عن علقمة، والأسود، قالا: أُتِيَ عبد الله في رجل تَزوجَ امرأة ولم يَفرض لها، فتُوفي قبل أن يَدخل بها، فقال عبد الله: سَلُوا هل تجدون فيها أثرا؟ قالوا: يا أبا عبد الرحمن، ما نجد فيها - يعني أثرا - قال: أقول برأيي فإن كان صوابا فمن الله، «لها كمَهْرِ نسائها، لا وَكْسَ ولا شَطَطَ، ولها الميراث، وعليها العِدَّة»، فقام رجل، من أشجع، فقال: في مثل هذا قضى رسول الله صلى الله عليه وسلم فينا، في امرأة يقال لها بِرْوَع بنت وَاشِقٍ تزوجت رجلا، فمات قبل أن يَدخل بها، «فقضى لها رسول الله صلى الله عليه وسلم بمِثل صَداق نسائها، ولها الميراث، وعليها العِدَّة» فرفع عبد الله يَديْهِ وكبَّر.

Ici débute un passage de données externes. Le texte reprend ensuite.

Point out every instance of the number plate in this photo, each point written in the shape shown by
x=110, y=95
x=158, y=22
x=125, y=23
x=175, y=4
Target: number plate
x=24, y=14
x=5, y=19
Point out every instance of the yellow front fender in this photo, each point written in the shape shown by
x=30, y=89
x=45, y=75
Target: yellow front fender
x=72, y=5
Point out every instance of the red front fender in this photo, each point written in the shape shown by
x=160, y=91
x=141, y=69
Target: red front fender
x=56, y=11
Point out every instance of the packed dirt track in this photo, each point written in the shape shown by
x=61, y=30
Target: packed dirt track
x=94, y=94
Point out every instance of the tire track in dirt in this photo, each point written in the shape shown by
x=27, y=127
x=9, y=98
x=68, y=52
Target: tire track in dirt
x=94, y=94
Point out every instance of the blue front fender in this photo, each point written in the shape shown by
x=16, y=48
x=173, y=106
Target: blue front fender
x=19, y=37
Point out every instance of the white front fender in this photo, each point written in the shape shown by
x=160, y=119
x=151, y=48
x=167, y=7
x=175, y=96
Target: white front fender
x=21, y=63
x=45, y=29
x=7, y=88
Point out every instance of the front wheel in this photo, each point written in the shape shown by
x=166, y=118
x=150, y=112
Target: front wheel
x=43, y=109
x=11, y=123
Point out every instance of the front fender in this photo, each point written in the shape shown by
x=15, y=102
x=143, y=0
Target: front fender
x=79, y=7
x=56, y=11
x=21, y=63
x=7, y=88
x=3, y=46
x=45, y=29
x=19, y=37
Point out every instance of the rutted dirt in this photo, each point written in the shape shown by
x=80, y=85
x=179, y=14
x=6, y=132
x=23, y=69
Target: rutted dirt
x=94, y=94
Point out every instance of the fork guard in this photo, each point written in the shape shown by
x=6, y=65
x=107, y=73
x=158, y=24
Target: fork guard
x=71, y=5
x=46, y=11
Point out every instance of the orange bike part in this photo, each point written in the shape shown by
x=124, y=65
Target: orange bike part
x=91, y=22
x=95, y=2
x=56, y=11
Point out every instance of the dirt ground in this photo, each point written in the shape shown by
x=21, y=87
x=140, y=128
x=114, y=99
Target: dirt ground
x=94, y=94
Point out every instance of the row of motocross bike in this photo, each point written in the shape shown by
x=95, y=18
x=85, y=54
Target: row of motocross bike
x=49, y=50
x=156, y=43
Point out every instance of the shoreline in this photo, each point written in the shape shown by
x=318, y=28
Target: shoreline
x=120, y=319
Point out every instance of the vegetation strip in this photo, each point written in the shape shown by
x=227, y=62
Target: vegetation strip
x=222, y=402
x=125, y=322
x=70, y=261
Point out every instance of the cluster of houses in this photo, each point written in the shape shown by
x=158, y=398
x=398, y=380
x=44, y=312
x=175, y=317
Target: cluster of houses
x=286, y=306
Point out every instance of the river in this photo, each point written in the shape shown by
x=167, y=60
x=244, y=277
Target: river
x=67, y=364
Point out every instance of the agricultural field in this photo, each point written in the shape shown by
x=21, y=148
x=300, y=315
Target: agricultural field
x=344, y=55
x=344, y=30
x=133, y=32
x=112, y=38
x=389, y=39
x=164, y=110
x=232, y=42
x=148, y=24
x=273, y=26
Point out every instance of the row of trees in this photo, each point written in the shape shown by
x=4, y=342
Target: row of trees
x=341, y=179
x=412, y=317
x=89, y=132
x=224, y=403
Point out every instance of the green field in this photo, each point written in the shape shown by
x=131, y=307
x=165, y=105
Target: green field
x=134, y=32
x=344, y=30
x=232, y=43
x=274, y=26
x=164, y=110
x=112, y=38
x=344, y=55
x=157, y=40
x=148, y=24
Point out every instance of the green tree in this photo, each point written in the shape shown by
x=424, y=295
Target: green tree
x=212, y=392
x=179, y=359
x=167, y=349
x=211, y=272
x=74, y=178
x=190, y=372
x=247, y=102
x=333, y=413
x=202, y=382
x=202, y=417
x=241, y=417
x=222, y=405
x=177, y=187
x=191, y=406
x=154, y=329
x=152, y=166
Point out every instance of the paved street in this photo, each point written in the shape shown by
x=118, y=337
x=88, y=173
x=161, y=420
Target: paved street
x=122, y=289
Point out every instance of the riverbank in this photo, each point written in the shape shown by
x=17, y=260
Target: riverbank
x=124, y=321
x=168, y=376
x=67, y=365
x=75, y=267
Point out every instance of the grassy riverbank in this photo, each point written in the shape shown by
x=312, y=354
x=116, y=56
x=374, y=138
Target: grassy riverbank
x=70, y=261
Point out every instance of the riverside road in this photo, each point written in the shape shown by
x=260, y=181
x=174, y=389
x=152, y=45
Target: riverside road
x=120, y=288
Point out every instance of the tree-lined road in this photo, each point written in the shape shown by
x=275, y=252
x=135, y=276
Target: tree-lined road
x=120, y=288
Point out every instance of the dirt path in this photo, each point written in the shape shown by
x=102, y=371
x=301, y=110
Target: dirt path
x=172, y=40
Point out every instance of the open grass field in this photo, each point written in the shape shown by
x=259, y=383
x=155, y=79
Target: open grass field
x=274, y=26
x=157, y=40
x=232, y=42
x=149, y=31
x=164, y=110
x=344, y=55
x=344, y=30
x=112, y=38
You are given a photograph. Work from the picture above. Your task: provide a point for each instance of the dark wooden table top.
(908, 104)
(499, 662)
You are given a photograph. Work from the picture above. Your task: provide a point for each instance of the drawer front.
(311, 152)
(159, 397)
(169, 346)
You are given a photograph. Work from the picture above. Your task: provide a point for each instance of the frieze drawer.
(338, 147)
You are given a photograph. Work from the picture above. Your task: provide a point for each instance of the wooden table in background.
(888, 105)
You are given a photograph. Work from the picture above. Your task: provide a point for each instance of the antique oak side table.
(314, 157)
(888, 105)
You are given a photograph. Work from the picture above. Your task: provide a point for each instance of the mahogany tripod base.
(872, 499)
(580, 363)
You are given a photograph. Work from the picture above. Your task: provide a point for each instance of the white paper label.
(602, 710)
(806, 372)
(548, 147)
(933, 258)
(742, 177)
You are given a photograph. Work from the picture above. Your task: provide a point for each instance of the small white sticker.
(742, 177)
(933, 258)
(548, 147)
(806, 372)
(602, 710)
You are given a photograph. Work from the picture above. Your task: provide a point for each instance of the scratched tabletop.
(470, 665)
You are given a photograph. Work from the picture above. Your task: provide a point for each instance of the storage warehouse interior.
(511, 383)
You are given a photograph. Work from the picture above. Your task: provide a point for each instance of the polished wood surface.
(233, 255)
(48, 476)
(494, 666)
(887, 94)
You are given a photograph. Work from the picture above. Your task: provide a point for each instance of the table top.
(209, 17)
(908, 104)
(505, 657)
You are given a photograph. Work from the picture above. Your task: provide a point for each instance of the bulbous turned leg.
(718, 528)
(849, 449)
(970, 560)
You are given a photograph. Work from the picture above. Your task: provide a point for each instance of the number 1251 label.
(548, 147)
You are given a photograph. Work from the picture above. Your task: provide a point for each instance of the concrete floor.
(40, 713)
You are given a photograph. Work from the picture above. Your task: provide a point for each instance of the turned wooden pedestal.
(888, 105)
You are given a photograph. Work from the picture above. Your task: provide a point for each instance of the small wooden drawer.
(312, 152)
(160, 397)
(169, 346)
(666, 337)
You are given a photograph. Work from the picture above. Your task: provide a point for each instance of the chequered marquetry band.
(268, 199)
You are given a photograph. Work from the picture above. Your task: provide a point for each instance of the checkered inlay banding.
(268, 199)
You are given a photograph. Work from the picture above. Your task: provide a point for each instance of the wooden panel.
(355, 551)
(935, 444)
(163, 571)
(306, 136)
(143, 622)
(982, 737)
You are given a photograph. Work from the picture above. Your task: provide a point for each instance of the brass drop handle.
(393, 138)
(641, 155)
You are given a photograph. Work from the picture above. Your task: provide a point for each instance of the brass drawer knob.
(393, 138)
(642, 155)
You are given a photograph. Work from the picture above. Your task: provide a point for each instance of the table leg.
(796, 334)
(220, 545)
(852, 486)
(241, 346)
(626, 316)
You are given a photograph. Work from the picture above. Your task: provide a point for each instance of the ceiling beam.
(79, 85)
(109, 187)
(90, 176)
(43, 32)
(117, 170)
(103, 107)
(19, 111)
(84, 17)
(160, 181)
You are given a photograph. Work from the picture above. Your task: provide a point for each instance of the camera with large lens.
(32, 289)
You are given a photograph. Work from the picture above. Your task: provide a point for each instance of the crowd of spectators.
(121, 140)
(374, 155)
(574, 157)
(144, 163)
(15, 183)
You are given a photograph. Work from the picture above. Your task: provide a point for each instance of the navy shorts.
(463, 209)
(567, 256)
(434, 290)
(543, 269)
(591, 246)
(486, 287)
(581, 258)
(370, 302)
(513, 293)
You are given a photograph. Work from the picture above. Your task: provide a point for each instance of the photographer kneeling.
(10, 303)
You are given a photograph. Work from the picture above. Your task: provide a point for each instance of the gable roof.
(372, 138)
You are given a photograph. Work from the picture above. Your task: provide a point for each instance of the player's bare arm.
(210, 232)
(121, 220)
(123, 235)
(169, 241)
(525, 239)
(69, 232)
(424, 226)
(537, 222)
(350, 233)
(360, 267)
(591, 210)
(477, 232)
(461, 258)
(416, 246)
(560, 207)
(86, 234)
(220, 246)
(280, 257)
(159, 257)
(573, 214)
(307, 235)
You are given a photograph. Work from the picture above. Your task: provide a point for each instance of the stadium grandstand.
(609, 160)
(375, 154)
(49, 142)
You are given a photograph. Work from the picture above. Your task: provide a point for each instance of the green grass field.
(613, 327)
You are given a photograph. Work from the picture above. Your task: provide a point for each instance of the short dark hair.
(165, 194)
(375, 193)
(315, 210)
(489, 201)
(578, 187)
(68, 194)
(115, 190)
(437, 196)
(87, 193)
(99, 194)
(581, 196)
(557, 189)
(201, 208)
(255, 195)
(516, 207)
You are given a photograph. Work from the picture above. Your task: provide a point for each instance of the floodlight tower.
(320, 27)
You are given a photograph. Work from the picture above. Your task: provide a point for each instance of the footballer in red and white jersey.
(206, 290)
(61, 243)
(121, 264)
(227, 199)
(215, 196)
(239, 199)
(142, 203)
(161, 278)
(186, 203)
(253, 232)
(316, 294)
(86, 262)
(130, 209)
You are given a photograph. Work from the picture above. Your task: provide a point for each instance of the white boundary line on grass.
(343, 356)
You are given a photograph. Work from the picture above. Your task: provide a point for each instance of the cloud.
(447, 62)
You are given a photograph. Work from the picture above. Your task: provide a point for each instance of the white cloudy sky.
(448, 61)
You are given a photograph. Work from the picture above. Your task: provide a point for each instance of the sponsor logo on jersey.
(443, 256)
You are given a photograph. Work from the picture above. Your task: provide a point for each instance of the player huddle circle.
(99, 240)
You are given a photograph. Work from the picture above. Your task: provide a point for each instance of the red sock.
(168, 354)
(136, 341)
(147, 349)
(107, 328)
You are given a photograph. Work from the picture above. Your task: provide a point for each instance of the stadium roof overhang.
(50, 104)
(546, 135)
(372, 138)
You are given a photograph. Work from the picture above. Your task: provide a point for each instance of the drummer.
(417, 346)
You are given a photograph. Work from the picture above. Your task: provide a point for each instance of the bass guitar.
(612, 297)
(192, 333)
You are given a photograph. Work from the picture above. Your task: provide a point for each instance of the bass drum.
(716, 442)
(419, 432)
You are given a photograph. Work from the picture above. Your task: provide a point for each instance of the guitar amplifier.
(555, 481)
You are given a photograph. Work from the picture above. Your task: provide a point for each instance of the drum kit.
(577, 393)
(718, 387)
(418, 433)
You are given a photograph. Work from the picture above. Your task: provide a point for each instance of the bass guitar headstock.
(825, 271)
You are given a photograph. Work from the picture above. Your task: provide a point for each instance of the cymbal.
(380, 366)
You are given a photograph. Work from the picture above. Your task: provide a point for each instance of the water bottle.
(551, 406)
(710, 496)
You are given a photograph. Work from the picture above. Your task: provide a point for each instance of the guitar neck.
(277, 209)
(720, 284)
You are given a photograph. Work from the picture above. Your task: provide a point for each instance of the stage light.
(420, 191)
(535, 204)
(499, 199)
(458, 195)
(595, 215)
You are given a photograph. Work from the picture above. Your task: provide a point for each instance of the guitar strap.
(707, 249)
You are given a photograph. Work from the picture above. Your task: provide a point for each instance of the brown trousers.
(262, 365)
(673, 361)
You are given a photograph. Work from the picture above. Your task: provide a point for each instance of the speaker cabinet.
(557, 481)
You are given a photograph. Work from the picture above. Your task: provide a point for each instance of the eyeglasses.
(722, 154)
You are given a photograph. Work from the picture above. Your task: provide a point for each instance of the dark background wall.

Ce hadith indique qu’après le décès de son mari, une fois le contrat de mariage conclu, la femme a le droit à la dot. Ceci, même s'il n'y a eu ni consommation de mariage, ni isolement [avec elle] et que le montant de la dot n'a pas été mentionné. En effet, dans ce cas, l'épouse a droit à une dot similaire à celle des femmes de son entourage. De même, le hadith prouve qu'elle doit obligatoirement observer la période de viduité puisque le contrat de mariage a été conclu.
Donc, si son mari vient à décéder, l'épouse doit respecter une période de viduité et de deuil, même s'il n'y a eu ni consommation de mariage, ni isolement des époux. Elle a également le droit d'hériter de lui car elle a été son épouse sous sa responsabilité.